Esta situação levou a Universidade e a Nova Petroquímica a buscar seu aproveitamento. O propeno foi escolhido por ser matéria-prima de muitas indústrias no país, ser produzida a partir de um resíduo “e não exigir cultivo em terras adicionais, competindo com os alimentos”, afirmou Bóscolo. Patenteado o produto, sua fase atual acontece em uma unidade-piloto da UFRJ e em seguida os testes serão em uma planta maior na Nova Petroquímica, antes de ser iniciada a produção em grande escala em 2013. A patente do propeno verde é inédita na Europa, que, entretanto, produz mais biodiesel que o Brasil há muito tempo, dispondo de muita glicerina, mas destinada a outros usos e produtos, explicou Bóscolo.
A glicerina tinha um mercado restrito porque era considerada “um produto nobre” e de preço elevado, disse ao Terramérica o diretor da Empresa Brasileira de Bioenergia (EBB), Marcelo Parente. Porém, os excedentes do biodiesel mudam esse cenário. A industrialização exige um complexo processo de purificação, ao qual se dedica a EBB, que já obteve uma glicerina “pré-purificada”, que interessa a muitas indústrias porque reduz custos. É “um passo para a bidestilação” para atividades como a petroquímica, disse Parente, cujo pai, Expedito Parente, inventou o biodiesel há quase 30 anos e desenvolveu o bioquerosene, combustível para aviões a partir de óleos vegetais.
Os usos da glicerina se multiplicam. Nos pesticidas melhora a pulverização e também a eficiência, já que permite maior aderência à superfície das plantas, mantendo a atividade do produto, disse Parente. Uma montadora de veículos quer usá-la em seu sistemas antiaquecimento de motores, em substituição a um derivado do petróleo. Com o petróleo a mais de US$ 100 o barril de 159 litros, os substitutos renováveis dos hidrocarbonos se tornam competitivos, disse Mota, embora o combustível fóssil vá manter sua hegemonia por muitas décadas, devido ao grande aproveitamento que permite.

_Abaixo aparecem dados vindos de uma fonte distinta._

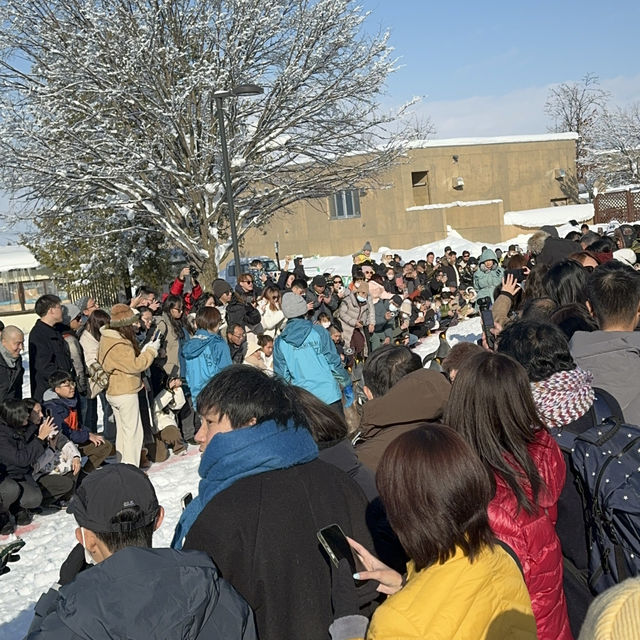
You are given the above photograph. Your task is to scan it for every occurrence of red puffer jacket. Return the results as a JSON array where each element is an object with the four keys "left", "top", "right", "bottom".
[{"left": 489, "top": 430, "right": 573, "bottom": 640}]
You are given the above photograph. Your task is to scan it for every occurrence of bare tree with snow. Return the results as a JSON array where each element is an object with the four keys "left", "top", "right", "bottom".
[
  {"left": 0, "top": 0, "right": 416, "bottom": 279},
  {"left": 545, "top": 73, "right": 609, "bottom": 189},
  {"left": 588, "top": 103, "right": 640, "bottom": 188}
]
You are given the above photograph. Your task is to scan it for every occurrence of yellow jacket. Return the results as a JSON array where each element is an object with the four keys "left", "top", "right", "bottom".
[
  {"left": 367, "top": 546, "right": 537, "bottom": 640},
  {"left": 98, "top": 327, "right": 156, "bottom": 396}
]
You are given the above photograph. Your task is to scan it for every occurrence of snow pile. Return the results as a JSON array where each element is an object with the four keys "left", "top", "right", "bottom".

Por ora, já se justifica explorar inclusive as possibilidades energéticas da glicerina. Um de seus derivados oxigenados pode melhorar a octanagem da gasolina com uma mistura de 1% a 5% e reduzir as emissões do venenoso monóxido de carbono, destacou o pesquisador. Tantos produtos em desenvolvimento indicam que não serão repetidos os erros cometidos pelo Brasil, desde a década de 70, na adoção do etanol a partir da cana-de-açúcar como substituto da gasolina. A lentidão para aproveitar resíduos como a vinhaça e o bagaço provocou alguns desastres ambientais e dificuldades econômicas.
Os subprodutos, que Mota prefere chamar de “co-produtos”, podem ser importantes para consolidar o biodiesel e algumas oleaginosas como suas fontes principais. No momento, predomina no Brasil o uso de óleo de soja, apesar da baixa produtividade desse óleo. Sua vantagem é uma ampla estrutura de produção e comercialização, além da grande importância de sua casca, usada sobretudo como alimentação para o gado. Os obstáculos do rícino são seus resíduos contaminantes e a excessiva viscosidade de seu óleo, disse Mota. Além disso, há resistências culturais a plantá-lo em certas áreas do Nordeste, onde o governo estimula a pequena agricultura deste vegetal, disse Parente. O babaçu, palmeira abundante no Nordeste e na Amazônia oriental, tem a virtude de todas suas partes serem aproveitadas pela população local. O efeito social de sua escolha para produzir biodiesel também seria imenso, já que mais de 400 mil pessoas pobres sobrevivem fazendo artesanato a partir de seu coco.